Relevance : GS 2(International Relations) , GS 3(Indian Economy)

Immediate Context

  • US action: Extra 15–20% tariff, potential 50% tariff on some Indian exports (Aug 2025).
  • Sectors exempted: Pharmaceuticals, semiconductors, consumer electronics → soften the blow.
  • Indias exports to US: ~2% of GDP.
  • Exposure subject to tariffs: ~12% of India’s GDP (after exemptions).
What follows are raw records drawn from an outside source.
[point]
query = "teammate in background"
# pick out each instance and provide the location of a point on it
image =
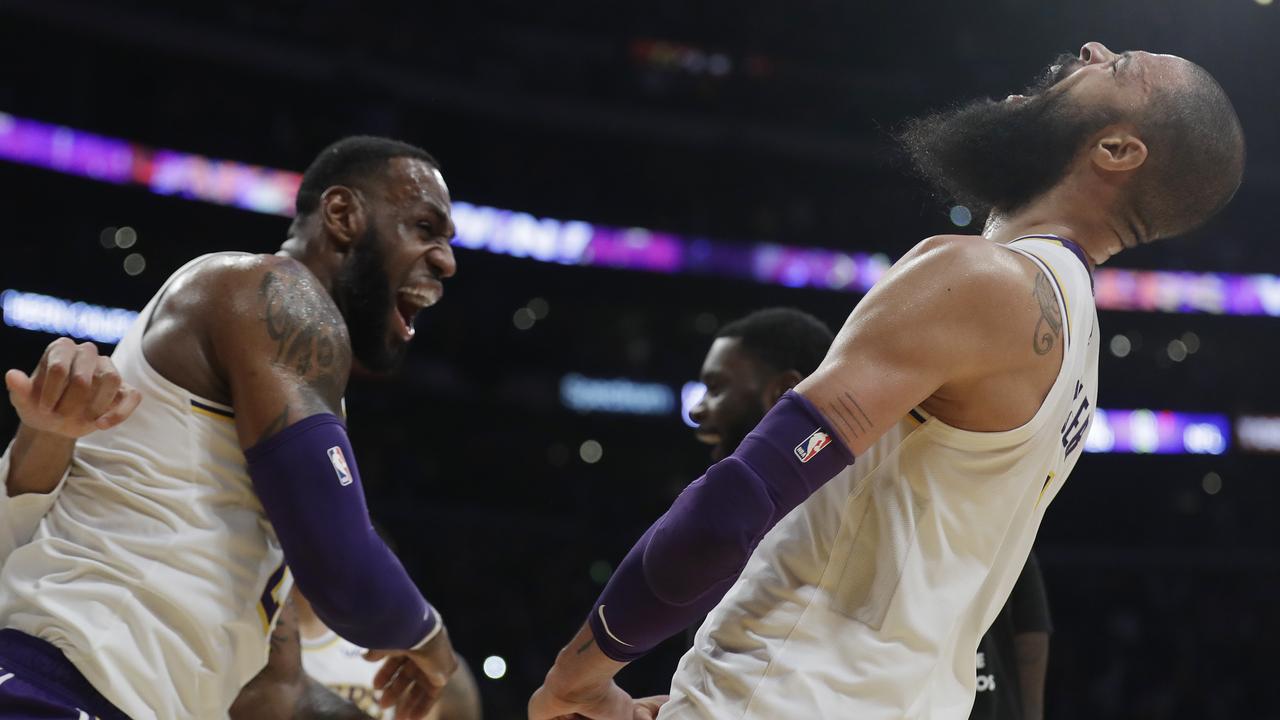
(964, 384)
(341, 666)
(753, 363)
(179, 520)
(1013, 656)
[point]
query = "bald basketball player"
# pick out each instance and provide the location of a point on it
(855, 546)
(152, 583)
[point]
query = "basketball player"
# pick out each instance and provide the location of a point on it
(752, 364)
(150, 587)
(963, 384)
(339, 665)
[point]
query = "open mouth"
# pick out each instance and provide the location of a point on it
(412, 300)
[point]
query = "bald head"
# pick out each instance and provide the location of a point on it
(1196, 153)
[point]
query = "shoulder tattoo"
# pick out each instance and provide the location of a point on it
(309, 335)
(1048, 326)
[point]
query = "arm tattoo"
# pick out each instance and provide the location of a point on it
(310, 340)
(1048, 327)
(849, 413)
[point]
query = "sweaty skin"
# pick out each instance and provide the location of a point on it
(959, 326)
(263, 335)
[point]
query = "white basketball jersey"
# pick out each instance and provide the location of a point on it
(339, 665)
(155, 572)
(868, 601)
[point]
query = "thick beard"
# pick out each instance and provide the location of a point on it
(365, 299)
(1000, 155)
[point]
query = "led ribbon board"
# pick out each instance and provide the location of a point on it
(575, 242)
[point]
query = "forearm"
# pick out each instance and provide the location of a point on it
(689, 559)
(1032, 654)
(319, 702)
(581, 666)
(37, 461)
(309, 484)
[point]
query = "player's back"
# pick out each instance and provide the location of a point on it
(156, 572)
(869, 600)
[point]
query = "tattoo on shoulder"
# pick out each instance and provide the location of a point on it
(849, 414)
(309, 333)
(1048, 327)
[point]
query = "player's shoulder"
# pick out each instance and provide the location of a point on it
(246, 285)
(965, 269)
(972, 255)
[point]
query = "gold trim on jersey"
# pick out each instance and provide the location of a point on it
(213, 411)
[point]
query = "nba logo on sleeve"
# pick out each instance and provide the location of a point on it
(812, 445)
(339, 465)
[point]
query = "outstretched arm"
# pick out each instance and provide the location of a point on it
(283, 689)
(940, 319)
(72, 392)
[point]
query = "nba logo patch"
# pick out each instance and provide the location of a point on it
(812, 445)
(339, 465)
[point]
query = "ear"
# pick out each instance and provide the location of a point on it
(1119, 150)
(780, 384)
(343, 215)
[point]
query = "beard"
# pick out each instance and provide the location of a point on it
(365, 299)
(1000, 155)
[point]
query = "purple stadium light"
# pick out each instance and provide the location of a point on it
(575, 242)
(1159, 432)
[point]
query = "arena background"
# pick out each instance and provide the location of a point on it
(741, 133)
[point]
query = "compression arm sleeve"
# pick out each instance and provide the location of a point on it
(310, 488)
(691, 556)
(21, 514)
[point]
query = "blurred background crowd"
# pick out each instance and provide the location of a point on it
(704, 154)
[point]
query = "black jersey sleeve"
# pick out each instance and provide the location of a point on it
(1029, 601)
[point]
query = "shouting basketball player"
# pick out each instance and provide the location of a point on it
(151, 586)
(963, 384)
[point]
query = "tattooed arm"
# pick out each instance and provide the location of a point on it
(960, 326)
(282, 347)
(951, 322)
(283, 691)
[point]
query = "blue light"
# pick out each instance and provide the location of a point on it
(618, 395)
(690, 395)
(32, 311)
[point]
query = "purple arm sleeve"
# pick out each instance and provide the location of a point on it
(690, 557)
(310, 488)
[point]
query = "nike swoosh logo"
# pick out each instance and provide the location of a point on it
(606, 625)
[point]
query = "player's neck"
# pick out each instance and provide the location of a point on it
(309, 624)
(1061, 213)
(306, 253)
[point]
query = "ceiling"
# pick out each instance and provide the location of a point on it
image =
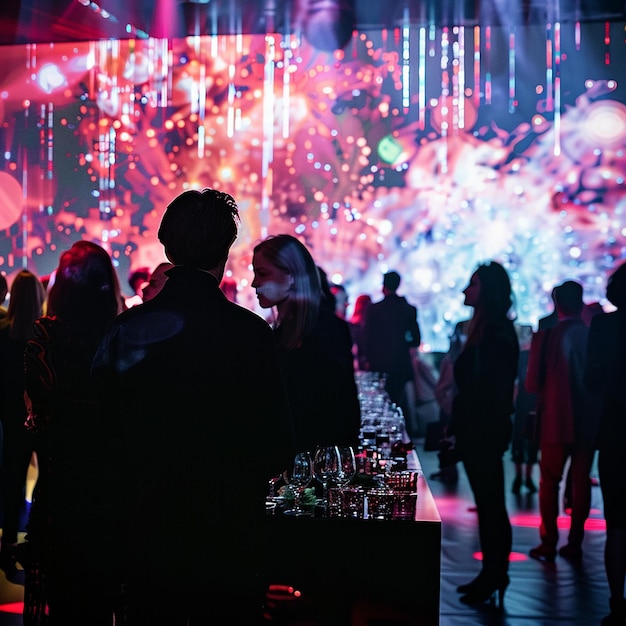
(78, 20)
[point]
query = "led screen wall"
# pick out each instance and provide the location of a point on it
(424, 150)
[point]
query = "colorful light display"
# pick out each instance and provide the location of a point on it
(418, 149)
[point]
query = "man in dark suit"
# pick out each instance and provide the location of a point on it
(391, 334)
(194, 395)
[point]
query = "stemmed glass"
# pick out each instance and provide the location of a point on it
(326, 466)
(298, 476)
(347, 465)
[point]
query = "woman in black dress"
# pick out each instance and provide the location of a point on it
(69, 528)
(315, 345)
(484, 374)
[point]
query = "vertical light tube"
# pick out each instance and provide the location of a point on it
(557, 88)
(488, 65)
(461, 75)
(476, 91)
(268, 132)
(421, 73)
(406, 60)
(512, 102)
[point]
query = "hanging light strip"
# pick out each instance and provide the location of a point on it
(287, 56)
(268, 132)
(421, 75)
(557, 89)
(459, 61)
(406, 60)
(488, 65)
(549, 70)
(476, 67)
(512, 102)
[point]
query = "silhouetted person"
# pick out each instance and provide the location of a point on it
(68, 572)
(391, 332)
(156, 281)
(314, 345)
(485, 373)
(191, 387)
(566, 423)
(357, 329)
(25, 306)
(605, 375)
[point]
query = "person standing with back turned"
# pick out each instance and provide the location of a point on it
(193, 390)
(391, 332)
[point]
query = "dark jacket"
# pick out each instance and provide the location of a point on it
(556, 368)
(192, 388)
(485, 378)
(319, 376)
(605, 376)
(391, 328)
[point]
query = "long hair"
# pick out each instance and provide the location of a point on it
(300, 312)
(86, 293)
(495, 300)
(25, 305)
(361, 305)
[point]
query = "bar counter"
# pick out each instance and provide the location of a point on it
(392, 563)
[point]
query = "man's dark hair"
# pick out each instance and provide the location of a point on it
(198, 228)
(391, 280)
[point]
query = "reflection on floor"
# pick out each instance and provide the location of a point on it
(555, 594)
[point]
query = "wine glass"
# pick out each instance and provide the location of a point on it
(325, 468)
(298, 476)
(347, 465)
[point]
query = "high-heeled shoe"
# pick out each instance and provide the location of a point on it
(487, 592)
(543, 553)
(473, 584)
(530, 485)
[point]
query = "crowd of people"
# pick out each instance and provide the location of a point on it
(172, 408)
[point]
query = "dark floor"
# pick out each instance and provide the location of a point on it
(560, 593)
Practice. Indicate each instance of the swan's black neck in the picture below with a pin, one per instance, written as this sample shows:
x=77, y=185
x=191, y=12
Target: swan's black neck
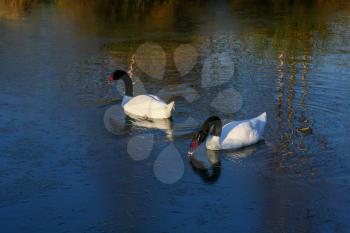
x=212, y=125
x=129, y=91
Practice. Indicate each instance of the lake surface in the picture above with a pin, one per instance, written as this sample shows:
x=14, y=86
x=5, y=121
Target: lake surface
x=70, y=161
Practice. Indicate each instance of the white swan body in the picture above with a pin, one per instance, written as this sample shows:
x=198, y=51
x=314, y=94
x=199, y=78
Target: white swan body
x=237, y=134
x=141, y=106
x=147, y=107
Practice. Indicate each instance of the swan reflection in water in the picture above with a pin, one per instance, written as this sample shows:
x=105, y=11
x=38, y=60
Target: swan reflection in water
x=118, y=123
x=206, y=163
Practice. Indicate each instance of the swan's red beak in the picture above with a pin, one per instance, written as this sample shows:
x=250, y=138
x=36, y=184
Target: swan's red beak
x=194, y=145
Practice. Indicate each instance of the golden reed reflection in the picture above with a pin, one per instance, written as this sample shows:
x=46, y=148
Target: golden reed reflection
x=14, y=9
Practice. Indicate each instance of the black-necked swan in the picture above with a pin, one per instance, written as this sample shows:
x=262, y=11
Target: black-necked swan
x=141, y=106
x=233, y=135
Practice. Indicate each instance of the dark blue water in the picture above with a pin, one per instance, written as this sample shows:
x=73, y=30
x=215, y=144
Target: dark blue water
x=70, y=161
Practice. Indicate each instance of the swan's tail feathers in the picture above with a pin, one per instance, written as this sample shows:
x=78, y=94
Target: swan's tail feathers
x=171, y=106
x=263, y=117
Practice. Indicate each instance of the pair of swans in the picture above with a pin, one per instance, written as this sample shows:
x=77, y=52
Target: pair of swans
x=233, y=135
Finance Ministry’s Key Observations

  1. Immediate impact limited, but:
    1. Secondary & tertiary effects could hurt exports, capital formation, investor confidence.
  2. Diversification Strategy:
    1. Recent FTAs: UK, EU.
    2. Ongoing negotiations: US, EU, New Zealand, Chile, Peru.
    3. Will take time to yield results.
  3. Governments Approach:
    1. “Government & private sector acting in tandem” can minimise disruption.
    2. Tariffs seen as a temporary setback → opportunity to strengthen resilience.
  4. Global Credit Outlook:
    1. S&P upgraded India’s rating BB+ → BBB.
    2. Suggests India’s fundamentals are strong enough to absorb tariff shocks.

Risks Identified

  • Short-term risks:
    • Export slowdown in high-value sectors (engineering goods, textiles, auto components).
    • Reduced capital formation (investment hesitancy due to uncertainty).
  • Medium-term risks:
    • Supply chain disruptions.
    • Loss of competitiveness vis-à-vis Vietnam, Bangladesh, ASEAN (who enjoy lower US tariffs).
  • Long-term risks:
    • Overdependence on US market (India’s largest trading partner).
    • Risk of being caught in US–China geopolitical rivalry.

Opportunities in Crisis

  • Export Diversification: Shift to EU, UK, ASEAN, Africa, Latin America.
  • Domestic Demand Push: Boosting “Make in India” for local consumption.
  • Resilience-building: Policies to handle global shocks better (PLI, infra, digital push).
  • Strategic Negotiation: Use tariff threat as leverage in India-US trade deal.

Global & Domestic Context

  • Global backdrop: Rising protectionism (US, EU), weakening WTO dispute settlement.
  • Indias positioning:
    • Dynamic among top 5 economies (growth ~6–6.5%).
    • Strengthened fiscal & external fundamentals → buffer against shocks.

Key Takeaways

  • Direct hit limited: Only ~2% of GDP exposed directly.
  • Secondary/tertiary risks matter: exports, investment, supply chains could slow.
  • Mitigation: Diversification, policy agility, public-private cooperation.
  • Big picture: India can turn tariff pressure into opportunity to push reforms, diversify trade, and accelerate domestic capacity-building.